Bret hits the leg with a chair post match.

Hogan and Nash come to the commentary booth and run off Heenan and Tenay.

Ric Flair vs. Goldberg

You know you might think this should be saved for a PPV. That would make too much sense I guess though. Nash brings up a good question: why does Flair wear his knee pads below his knees? Flair gets taken down quickly and is shoved down a second time. Shoulder block doesn’t work at all for Flair. A second does even less. A third results in a gorilla press powerslam to have Flair in agony.

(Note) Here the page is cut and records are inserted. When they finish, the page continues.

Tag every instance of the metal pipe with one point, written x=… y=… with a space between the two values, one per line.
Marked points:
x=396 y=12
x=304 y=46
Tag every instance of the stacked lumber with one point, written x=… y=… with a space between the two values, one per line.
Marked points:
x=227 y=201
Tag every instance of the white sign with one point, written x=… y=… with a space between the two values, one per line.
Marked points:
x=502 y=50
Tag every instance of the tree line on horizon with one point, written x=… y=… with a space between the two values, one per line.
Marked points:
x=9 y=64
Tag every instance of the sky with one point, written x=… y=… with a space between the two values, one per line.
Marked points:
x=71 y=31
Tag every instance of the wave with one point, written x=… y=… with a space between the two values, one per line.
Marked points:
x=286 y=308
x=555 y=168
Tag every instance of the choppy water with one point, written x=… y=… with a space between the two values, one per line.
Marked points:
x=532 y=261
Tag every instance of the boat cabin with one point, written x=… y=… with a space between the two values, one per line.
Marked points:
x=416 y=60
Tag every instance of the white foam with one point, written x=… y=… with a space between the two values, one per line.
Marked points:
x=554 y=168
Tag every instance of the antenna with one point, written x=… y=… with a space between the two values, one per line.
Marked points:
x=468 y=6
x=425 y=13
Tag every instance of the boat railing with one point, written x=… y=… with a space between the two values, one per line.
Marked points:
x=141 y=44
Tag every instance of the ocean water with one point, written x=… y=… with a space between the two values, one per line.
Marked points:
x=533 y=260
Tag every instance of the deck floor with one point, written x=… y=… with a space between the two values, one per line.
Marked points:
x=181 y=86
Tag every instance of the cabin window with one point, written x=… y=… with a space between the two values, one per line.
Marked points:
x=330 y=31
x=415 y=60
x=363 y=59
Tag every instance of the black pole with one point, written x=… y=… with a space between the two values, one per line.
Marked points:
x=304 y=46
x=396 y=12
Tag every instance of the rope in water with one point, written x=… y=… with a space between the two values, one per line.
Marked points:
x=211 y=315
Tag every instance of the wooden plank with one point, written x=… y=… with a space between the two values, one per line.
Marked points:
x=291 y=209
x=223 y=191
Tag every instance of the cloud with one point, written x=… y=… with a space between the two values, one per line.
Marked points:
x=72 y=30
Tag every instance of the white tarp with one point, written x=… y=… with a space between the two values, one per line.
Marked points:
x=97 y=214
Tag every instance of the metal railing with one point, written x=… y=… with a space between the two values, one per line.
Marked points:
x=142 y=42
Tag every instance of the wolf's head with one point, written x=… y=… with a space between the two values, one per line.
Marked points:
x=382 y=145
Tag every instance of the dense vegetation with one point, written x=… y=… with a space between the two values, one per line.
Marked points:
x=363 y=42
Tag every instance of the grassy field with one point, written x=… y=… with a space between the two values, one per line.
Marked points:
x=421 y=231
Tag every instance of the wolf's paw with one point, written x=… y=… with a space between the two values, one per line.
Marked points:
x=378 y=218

Flair tries to walk up the aisle but Goldberg drags him back. Nash talks about some really strong dude from the Emerald city but he isn’t sure what happened to him. A low blow puts Goldberg down (popular move tonight) and chops don’t work. Another low blow puts Goldie down for an easily broken two count. Goldberg stars a comeback but Flair kicks him low a third time. Refereeing in this company sucks.

Time to go after the legs and after a single shot it’s Figure Four time. That gets powered out of so Flair fires off some kicks. Goldberg no sells them and sends Flair to the corner for the Flair Flip and out to the floor. Flair gets slammed down but the spear misses and he hits the buckle. Goldberg no sells a suplex and spears him down. The NWO D-Team runs in for the no contest.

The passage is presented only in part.